Thursday, April 7, 2011

Divine Comedy

A few days ago, I came to a very interesting conclusion. When I was getting ready for P.E. in the locker room, there was a really annoying seventh-grader making really annoying seventh-grade jokes. My peers were there with me, and they expressed to me their frustration with him. However, I was hesitant to join them in putting him down, for the following reasons:

  • I remembered being a seventh-grader and having seventh-grade humor. It seemed hilarious at the time, though I realize now that it was stupid. 
  • I realized that just as we considered him immature, there were older people who considered us immature and probably had a more "advanced" level of humor than we did. 
These things combined made me point out to my peers that all humor is ultimately relative: someone always has a more (and less) advanced style of humor than you do. When they heard this, a particularly clever member of the bunch responded (semi-jocularly): "Okay, then what is God's humor like?". This post is my attempt to answer that question.

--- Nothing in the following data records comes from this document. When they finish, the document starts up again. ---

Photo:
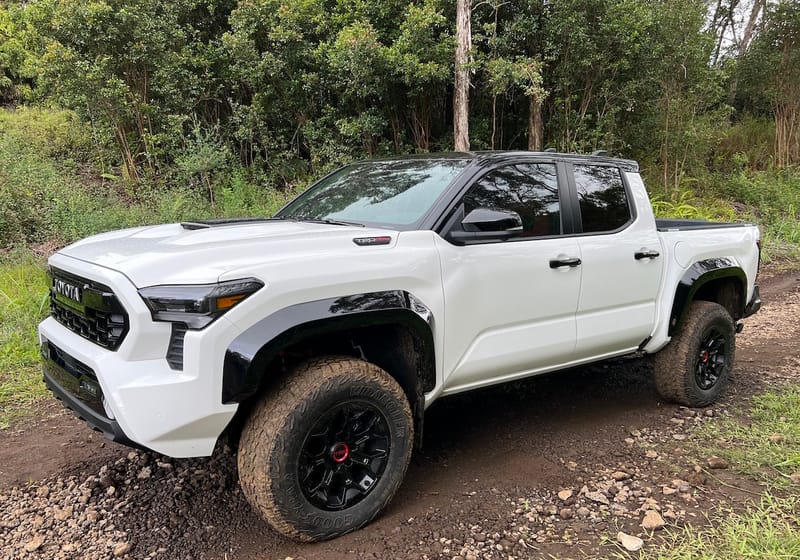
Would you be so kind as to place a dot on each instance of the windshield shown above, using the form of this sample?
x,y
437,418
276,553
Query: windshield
x,y
389,193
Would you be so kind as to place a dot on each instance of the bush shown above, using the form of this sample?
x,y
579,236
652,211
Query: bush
x,y
49,191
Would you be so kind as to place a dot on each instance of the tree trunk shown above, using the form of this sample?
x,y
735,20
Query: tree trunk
x,y
461,89
535,125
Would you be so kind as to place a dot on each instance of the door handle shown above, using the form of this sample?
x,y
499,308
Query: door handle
x,y
571,262
639,255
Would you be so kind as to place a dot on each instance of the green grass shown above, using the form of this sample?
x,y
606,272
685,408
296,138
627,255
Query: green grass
x,y
23,303
766,530
764,446
767,446
769,198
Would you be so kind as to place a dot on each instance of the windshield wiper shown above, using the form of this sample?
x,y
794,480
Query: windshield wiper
x,y
327,221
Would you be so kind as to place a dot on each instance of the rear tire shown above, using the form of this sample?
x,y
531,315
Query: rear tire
x,y
321,456
695,368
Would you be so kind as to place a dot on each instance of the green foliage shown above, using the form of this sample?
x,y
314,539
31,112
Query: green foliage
x,y
766,530
685,205
47,193
23,303
768,447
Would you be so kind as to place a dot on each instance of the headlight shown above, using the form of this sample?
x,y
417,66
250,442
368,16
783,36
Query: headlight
x,y
197,305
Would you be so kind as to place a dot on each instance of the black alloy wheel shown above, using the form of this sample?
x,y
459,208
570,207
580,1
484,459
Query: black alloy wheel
x,y
322,453
712,359
344,455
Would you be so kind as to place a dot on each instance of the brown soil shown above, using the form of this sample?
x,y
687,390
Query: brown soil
x,y
487,476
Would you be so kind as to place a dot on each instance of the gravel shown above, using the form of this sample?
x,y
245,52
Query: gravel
x,y
138,506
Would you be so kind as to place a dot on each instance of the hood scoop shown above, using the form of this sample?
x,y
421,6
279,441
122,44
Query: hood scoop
x,y
220,222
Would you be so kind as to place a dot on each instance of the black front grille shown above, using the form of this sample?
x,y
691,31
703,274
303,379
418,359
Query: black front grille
x,y
87,308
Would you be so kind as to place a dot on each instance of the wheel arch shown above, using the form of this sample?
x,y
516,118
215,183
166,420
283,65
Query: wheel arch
x,y
720,280
392,329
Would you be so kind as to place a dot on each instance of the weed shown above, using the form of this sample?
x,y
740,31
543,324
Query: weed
x,y
768,447
23,303
766,530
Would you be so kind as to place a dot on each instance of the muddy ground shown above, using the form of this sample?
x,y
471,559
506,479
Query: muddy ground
x,y
556,465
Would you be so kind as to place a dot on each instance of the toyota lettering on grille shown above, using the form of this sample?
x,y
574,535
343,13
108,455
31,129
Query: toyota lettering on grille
x,y
69,291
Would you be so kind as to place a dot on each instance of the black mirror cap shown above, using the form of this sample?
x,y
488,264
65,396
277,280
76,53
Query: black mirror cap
x,y
487,219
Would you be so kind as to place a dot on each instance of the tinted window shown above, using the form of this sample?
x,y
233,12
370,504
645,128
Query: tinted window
x,y
391,193
530,190
602,198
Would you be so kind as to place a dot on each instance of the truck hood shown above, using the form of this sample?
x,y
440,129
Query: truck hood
x,y
173,254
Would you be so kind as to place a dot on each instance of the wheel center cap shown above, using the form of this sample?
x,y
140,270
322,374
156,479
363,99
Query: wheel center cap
x,y
340,452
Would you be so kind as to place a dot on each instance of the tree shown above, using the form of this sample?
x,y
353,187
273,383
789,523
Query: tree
x,y
769,77
461,85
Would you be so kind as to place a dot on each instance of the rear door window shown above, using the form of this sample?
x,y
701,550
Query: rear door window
x,y
602,198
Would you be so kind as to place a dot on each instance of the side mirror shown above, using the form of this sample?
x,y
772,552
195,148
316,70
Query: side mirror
x,y
486,219
485,224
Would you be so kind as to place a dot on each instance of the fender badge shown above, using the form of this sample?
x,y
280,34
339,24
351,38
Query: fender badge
x,y
367,241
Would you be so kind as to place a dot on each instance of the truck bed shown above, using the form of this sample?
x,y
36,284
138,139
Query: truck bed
x,y
683,225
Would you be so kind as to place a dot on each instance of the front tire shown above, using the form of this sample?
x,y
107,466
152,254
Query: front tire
x,y
321,456
695,368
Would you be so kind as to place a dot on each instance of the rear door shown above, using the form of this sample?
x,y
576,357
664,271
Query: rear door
x,y
622,262
510,305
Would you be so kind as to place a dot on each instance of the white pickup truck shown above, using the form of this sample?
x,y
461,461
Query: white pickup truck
x,y
320,336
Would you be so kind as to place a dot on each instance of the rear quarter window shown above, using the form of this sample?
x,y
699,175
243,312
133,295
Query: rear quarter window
x,y
602,198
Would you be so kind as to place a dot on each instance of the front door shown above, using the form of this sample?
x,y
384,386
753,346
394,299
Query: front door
x,y
510,305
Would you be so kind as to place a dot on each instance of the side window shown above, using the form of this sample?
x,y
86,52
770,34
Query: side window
x,y
602,198
530,190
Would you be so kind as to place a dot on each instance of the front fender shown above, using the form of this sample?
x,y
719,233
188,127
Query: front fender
x,y
247,357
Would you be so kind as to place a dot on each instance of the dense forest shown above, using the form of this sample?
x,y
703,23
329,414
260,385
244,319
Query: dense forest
x,y
194,92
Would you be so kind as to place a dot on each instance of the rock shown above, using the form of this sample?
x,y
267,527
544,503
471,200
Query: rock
x,y
629,542
652,520
63,514
34,544
715,462
598,497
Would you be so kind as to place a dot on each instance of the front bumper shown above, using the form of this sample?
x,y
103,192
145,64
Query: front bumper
x,y
75,385
132,394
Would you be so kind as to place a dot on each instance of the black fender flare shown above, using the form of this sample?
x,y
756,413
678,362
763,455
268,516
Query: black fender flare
x,y
249,354
697,275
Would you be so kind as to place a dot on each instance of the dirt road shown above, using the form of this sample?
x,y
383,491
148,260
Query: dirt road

I've heard people say that God must necessarily have no sense of humor. Not only is humor not "appropriate" for a celestial monarch, but humor depends on a lack of knowledge, and God knows everything. God would therefore know the punchline to every joke before it has been told. I disagree. In my opinion, God sometimes imposes limitations on himself, on purpose. For example, God could ensure Celestial glory for everyone, but he's not going to. If he did, there would be no point: it's the "getting-there" that's the most important. In exactly the same way, God limits his knowledge so that he, like us, can enjoy a good joke. 

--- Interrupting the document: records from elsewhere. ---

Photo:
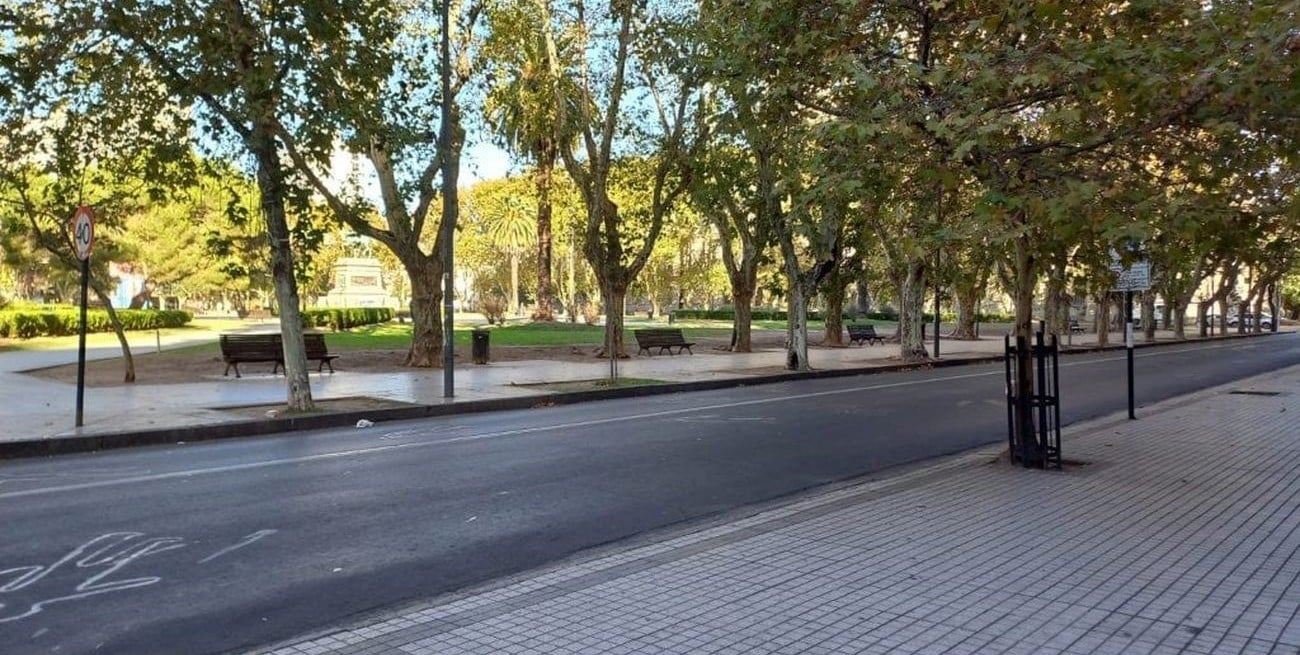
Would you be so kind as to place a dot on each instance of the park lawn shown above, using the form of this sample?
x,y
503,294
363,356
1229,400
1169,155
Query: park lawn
x,y
398,335
139,339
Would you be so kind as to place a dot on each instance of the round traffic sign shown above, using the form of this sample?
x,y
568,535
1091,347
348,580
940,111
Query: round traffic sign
x,y
83,231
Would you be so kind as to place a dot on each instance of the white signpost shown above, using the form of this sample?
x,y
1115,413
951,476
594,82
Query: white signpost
x,y
83,241
1134,277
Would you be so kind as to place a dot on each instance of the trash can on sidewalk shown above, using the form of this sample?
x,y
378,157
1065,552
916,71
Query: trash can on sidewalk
x,y
480,346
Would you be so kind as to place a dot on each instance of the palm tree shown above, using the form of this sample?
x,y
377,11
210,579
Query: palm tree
x,y
521,109
511,230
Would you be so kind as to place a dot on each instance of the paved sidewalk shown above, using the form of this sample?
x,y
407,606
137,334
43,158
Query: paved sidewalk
x,y
1181,534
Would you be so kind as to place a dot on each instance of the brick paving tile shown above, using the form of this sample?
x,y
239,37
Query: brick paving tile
x,y
1179,536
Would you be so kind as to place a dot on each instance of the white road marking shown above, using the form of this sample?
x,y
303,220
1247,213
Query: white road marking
x,y
246,541
518,432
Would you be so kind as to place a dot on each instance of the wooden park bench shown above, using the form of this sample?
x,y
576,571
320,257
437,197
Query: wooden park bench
x,y
242,348
861,334
316,351
662,338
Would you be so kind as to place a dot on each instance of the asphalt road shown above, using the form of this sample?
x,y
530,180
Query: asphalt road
x,y
225,546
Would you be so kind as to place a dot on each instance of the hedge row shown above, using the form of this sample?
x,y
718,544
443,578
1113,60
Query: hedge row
x,y
346,317
25,324
779,315
765,315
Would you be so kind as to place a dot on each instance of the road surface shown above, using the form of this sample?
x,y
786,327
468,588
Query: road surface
x,y
225,546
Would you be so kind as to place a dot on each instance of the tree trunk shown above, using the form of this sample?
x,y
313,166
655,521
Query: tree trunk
x,y
1104,319
1056,308
797,320
911,312
545,287
425,316
833,315
129,374
742,299
614,299
572,306
967,306
1025,432
862,298
271,185
1148,316
514,283
1273,307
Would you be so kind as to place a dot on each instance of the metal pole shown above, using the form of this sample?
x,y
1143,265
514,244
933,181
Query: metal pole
x,y
937,296
81,346
449,289
1129,345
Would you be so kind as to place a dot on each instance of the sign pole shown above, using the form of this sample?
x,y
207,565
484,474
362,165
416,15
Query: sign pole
x,y
81,346
83,239
1129,347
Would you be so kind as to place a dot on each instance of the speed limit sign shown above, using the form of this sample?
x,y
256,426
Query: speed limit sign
x,y
83,231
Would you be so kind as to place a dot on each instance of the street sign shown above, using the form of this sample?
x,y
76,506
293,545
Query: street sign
x,y
83,231
1135,277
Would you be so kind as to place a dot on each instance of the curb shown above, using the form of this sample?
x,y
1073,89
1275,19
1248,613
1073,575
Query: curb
x,y
52,446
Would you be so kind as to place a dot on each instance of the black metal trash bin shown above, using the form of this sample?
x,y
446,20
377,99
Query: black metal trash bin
x,y
480,346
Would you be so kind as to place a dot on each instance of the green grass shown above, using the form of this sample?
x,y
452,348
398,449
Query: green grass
x,y
398,335
198,328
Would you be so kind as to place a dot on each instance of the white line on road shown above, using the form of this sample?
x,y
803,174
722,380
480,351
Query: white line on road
x,y
516,432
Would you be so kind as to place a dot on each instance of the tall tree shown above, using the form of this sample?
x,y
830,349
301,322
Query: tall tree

That answers how God can have a sense of humor. But it still doesn't answer my friend's question: what type of jokes does he tell? I thought about it for a while and then came up with another question that I hoped would lead me to the answer: what makes some jokes funnier than others? I decided that it is how unexpected the punchline is. The worst jokes you can see coming. The best jokes are unexpected. They have their punchlines hidden deep below the surface so that when they finally emerge, it happens in a way that you could have never anticipated. Because of this, the best jokes are those whose punchlines are thoroughly obscured and seem to have no point, like meta-jokes, surreal humor or even Seinfeld.

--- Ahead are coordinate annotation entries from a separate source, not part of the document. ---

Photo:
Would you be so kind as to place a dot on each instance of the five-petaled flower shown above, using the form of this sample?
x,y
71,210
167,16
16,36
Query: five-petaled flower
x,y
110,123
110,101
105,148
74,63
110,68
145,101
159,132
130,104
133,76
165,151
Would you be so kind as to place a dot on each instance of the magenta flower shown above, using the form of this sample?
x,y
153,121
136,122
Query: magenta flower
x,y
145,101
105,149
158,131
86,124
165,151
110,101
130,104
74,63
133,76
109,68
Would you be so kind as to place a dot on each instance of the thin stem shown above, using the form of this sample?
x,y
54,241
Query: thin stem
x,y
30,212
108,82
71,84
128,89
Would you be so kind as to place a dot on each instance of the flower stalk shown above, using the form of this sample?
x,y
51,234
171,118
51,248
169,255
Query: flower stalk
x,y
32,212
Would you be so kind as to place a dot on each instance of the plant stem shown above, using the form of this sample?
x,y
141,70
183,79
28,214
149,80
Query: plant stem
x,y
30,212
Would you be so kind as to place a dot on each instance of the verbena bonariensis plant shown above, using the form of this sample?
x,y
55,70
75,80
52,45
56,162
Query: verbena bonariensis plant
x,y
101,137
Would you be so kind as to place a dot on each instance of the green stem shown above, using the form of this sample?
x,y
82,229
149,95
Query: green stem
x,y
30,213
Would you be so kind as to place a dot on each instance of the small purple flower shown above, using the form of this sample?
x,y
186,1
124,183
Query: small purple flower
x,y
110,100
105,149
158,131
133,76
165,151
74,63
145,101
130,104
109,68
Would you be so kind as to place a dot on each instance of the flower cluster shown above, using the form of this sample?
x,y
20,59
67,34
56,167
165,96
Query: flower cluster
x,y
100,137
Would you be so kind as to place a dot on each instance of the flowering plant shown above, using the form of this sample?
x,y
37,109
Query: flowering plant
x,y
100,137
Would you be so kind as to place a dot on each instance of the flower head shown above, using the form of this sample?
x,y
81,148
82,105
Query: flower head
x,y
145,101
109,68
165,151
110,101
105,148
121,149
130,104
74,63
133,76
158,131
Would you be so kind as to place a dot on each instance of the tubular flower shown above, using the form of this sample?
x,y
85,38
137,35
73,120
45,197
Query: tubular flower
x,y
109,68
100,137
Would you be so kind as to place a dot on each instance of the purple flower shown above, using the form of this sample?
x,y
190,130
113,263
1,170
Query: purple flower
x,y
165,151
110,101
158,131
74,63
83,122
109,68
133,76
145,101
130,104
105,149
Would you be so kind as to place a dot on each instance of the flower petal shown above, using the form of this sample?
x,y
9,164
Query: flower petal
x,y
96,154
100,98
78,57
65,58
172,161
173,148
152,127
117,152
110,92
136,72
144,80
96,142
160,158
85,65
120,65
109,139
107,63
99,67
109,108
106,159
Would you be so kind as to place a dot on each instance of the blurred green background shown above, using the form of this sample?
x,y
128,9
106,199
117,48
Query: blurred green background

Now, getting back to God, it is only a natural to say that, just as my humor is more advanced than that seventh-grader, God's humor is infinitely more advanced than mine. And if we accept my proposition in the previous paragraph as true, then it naturally follows that God's jokes have the most obscure punchlines of all. To me, this means that God's jokes are so well-crafted that the punchline must be virtually invisible, so that when we get it, it is the funniest thing we have ever heard. I pondered on this for a while, and then came to a startling conclusion: since God's humor must be so well-designed that the point of a joke has to be hidden to all, what better to fit the bill of the ultimate joke than the universe itself? To put it simply: we are a part of the funniest joke ever told

To me it makes perfect sense. God's joke is infinitely subtle. Though it may seem to have no point at times and may even become boring or long-winded, ultimately we realize that those failings were intentional, and actually serve to enhance its humor: the ultimate meta-joke. Its punchline is so well-preserved that until the joke is finished and the punchline is revealed (a.k.a. Christ's second coming to the Earth and its subsequent renewal), only a select few can predict its outcome. The Buddha was one of them. So was Laozi. In fact, that's what having a mystical experience is: seeing the outcome of a joke and realizing the punchline before it happens. This is why many people who have true spiritual experience are so light-hearted. They see the world for what it really is: hilarity, hidden by a sheathing of seriousness.

Some people may say that this is a morbid and even offensive way to look at the universe. How can something like the Holocaust be part of a giant joke? It necessarily trivializes everyone who suffers in the world. May I offer a counterpoint? I don't see viewing the universe as a comedy as trivializing at all. I merely see it as another way of saying that the suffering is for "but a small moment". If we endure it well, we shall see that there is a much greater and more wonderful reality behind all of it. And what better way to look at that wonderful reality than as humor? 

If it helps at all, the movie Life is Beautiful is a very powerful example of how something can be both filled with suffering and be humorous at the same time. It beautifully combines the two, showing that humor and happiness can exist side by side with pain and sorrow, and will in fact eventually triumph over it. I'm sure that there are many more examples, but I trust you get the point.

To reinforce my point, I will also argue from authority. Here are two quotes by two great authors/philosophers:

"God is a comedian playing to an audience too afraid to laugh."
-Voltaire

"[The angels sounded] like the laughter of the universe"
-Dante Alighieri (The Divine Comedy) 

Now, I need to point out that this is only a lens through which to see the nature of God. I am not precisely defining God's reason for creating the world. I am just providing a new way to look at it. I do not mean to exclude other ways of looking at God. I just wanted to share with you a view that I enjoy.
And so I say goodbye for now, hoping that we all someday will get the joke!